Statue near Lake Windermere of David Thompson and Charlotte Small, his native wife.

More monuments at Bonner’s Ferry, Idaho and at Lac La Biche, Alberta.

Ek het baie respek vir David Thompson. As mens sy lewensverhaal lees, ontvou n ongelooflike verhaal van ontbering en ontdekking. Aangrypend van die ou dae was dat so baie wit manne hier aangekom het om werk te doen vir die Hudsons Bay Company en die verwante 'fur trade" en dan deurmekaar gedraai het met van die 1 st nations girls en dan kinders met hulle gehad het, wat ons vandag ken as die Metis. En dan as hulle kontrak klaar was, die arme vrou en kinders net so hier in die wildernis agtergelaat het. David Thompson het sy vrou en kinders saam met hom geneem.

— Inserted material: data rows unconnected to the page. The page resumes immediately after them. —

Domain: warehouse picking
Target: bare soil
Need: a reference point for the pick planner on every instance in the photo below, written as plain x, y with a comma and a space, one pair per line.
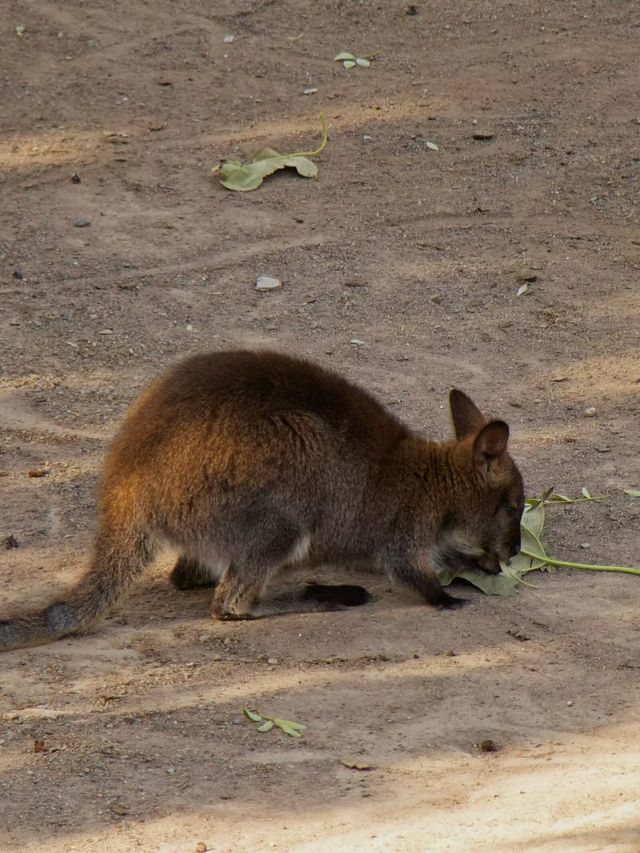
121, 253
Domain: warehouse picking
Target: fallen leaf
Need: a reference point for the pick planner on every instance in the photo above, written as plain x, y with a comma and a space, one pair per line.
39, 472
243, 177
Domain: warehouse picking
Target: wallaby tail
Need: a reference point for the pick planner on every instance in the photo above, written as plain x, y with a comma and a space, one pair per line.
115, 566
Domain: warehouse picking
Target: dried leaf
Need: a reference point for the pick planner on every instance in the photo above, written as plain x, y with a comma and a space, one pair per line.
243, 177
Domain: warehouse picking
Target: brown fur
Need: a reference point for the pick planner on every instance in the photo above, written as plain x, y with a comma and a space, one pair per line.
250, 461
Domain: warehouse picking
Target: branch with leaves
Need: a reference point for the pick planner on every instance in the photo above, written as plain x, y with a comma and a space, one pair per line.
533, 555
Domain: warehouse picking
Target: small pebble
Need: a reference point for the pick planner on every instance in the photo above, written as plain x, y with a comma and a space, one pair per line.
267, 282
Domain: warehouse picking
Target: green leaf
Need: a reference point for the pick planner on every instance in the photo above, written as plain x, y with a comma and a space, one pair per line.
289, 727
254, 716
243, 177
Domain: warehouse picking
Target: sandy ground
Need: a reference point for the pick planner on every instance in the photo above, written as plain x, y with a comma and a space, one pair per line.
120, 253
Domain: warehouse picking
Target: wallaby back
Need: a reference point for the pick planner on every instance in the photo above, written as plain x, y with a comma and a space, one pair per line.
251, 461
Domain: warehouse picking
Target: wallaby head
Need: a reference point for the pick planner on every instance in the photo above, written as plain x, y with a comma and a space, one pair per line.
485, 521
248, 462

"He has been called the world’s greatest land geographer. Certainly no man of his time saw the rivers, islands and peoples of the western reaches of our continent with a vision so clear. His precision maps remained the official maps of western Canada for a hundred years and his perceptive writings have enabled us to see the aboriginal peoples of the early fur trade."

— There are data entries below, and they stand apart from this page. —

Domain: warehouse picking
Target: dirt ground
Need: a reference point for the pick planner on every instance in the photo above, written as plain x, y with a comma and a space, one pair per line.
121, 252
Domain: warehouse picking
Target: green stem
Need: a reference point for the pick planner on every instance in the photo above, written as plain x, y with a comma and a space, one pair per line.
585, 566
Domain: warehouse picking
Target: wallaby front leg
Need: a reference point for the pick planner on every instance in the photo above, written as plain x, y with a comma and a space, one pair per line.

From : http://www.laclabicheregion.ab.ca/david_thompson.htm

"In the course of his lifetime Thompson surveyed the prodigious extent of 80,000 miles of wilderness, mapping the trade routes of the North West Company and fixing the positions of their fur trade posts with a precision unrivalled even one hundred years later. "

From : http://www.laclabicheregion.ab.ca/david_thompson.htm

"David Thompson got on well with the Native Americans, among whom he was known as Koo-Koo-Sint ('you who look at the stars') because he constantly used his sextant in map-making. Indeed, his wife, Charlotte Small, was of part Native origin, and while it was all too common for such Native wives to find themselves abandoned, David Thompson was, by all accounts, a devoted husband and father. He also took a firm stand against the highly profitable use of alcohol as a trading commodity, having witnessed the disastrous effects it had on the Native communities.

Sadly, like all the best heroes, David Thompson died in obscurity and poverty, his maps published without him being credited, and his request for a modest pension rejected by the British government."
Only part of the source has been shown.